At first this whole dynamic seemed like a conundrum, but the more I thought about it, the more I realized it was me being true to form. I have always been one to "learn the hard way" and require ample experience with something, proof if you will, before I buy into it. I thought growing into my consciousness and intuition more as I've gotten older and delved further into spirituality had lessened this, but my ego still persists. It still puts up a formidable fight, though appears to be more discerning in which battles to pursue. It knows where my higher self has already succeeded in changing my perspective, attitudes and actions, but it definitely still shows itself in the ways that it can, whenever it can. So it was here. But all this feels like little consolation when at the end of the day, I experienced pain, I suffered over a situation that I thought i'd already mastered the art of letting go in.
Obviously every relationship, and every love, is unique, powerful and meaningful in its own way. Accordingly, the end of any relationship or love as we know it entails an adjustment and often some pain and difficulty. I'm not saying that having healed from heartbreak once I would expect to become immune to its symptoms in the future. Rather, what really frustrated me was that, in hindsight, I saw how I had so strongly identified with and attached myself to those symptoms the second time around, even knowing from previous experience how good it would feel to distance myself from them and let them go. Granted, I did process the break from A. much more quickly and with much less "wear and tear" to myself, but there was plenty of pain even still. In a sense it made me feel like all the hard work and effort I put into processing, healing and growing through the end of my marriage hadn't fully paid off because I just suffered again through the next heartbreak. And then I extrapolated from this single example that I would likely be banging my head against a proverbial wall in goodness knows how many other scenarios! Madness!

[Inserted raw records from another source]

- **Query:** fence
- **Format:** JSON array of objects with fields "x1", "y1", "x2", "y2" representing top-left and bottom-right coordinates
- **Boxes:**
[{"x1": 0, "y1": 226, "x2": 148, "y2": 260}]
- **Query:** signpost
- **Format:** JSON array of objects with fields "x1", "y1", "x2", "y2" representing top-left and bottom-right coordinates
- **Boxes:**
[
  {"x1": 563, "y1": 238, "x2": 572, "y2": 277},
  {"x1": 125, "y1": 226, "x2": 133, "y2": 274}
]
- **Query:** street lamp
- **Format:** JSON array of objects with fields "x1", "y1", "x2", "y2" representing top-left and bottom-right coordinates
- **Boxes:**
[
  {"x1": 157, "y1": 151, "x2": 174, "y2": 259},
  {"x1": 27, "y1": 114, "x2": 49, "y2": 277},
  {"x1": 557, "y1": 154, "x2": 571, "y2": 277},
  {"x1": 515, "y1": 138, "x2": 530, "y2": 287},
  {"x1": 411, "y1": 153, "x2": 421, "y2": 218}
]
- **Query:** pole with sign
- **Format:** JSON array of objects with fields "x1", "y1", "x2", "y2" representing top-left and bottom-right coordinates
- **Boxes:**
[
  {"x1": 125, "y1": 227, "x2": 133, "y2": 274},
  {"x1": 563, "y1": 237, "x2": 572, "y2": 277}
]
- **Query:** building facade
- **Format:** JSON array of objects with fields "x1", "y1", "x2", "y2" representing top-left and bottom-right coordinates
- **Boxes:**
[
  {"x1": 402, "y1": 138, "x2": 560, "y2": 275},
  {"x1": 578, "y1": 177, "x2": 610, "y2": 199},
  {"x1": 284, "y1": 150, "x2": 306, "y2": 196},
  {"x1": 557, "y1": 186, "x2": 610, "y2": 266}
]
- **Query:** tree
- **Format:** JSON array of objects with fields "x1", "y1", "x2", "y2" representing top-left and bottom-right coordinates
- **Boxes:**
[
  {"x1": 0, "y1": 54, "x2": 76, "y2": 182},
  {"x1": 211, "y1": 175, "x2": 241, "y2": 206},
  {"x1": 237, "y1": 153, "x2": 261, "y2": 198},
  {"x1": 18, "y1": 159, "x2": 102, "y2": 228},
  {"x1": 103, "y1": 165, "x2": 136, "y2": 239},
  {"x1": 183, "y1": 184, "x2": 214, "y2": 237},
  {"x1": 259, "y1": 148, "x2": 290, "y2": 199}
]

I know that is an extreme statement, and I know that I, like many, just need to have multiple attempts at learning certain life lessons before they really take hold. As I've written, and as I've lived through the experiences I write about, I've always placed great emphasis on my belief that there is so much value and so much to be learned through that which presents a challenge and provokes pain and suffering. So if I've felt those things, even in the face of a situation I thought I already "triumphed" over, it simply means that yes, my ego is still around, and yes, I still have more to experience in order to continue learning how to let go. Reminding myself of how sweet that release feels is an excellent way to stay on track, but ultimately, that still equates to focusing on something from the past when what I will always be best served to do is stay as connected to the present as possible. Therein lies what I suspect is the real key to honing the craft of letting go. Since, for me, this is still very much a work in progress, we'll just have to allow time to tell if my supposition proves true.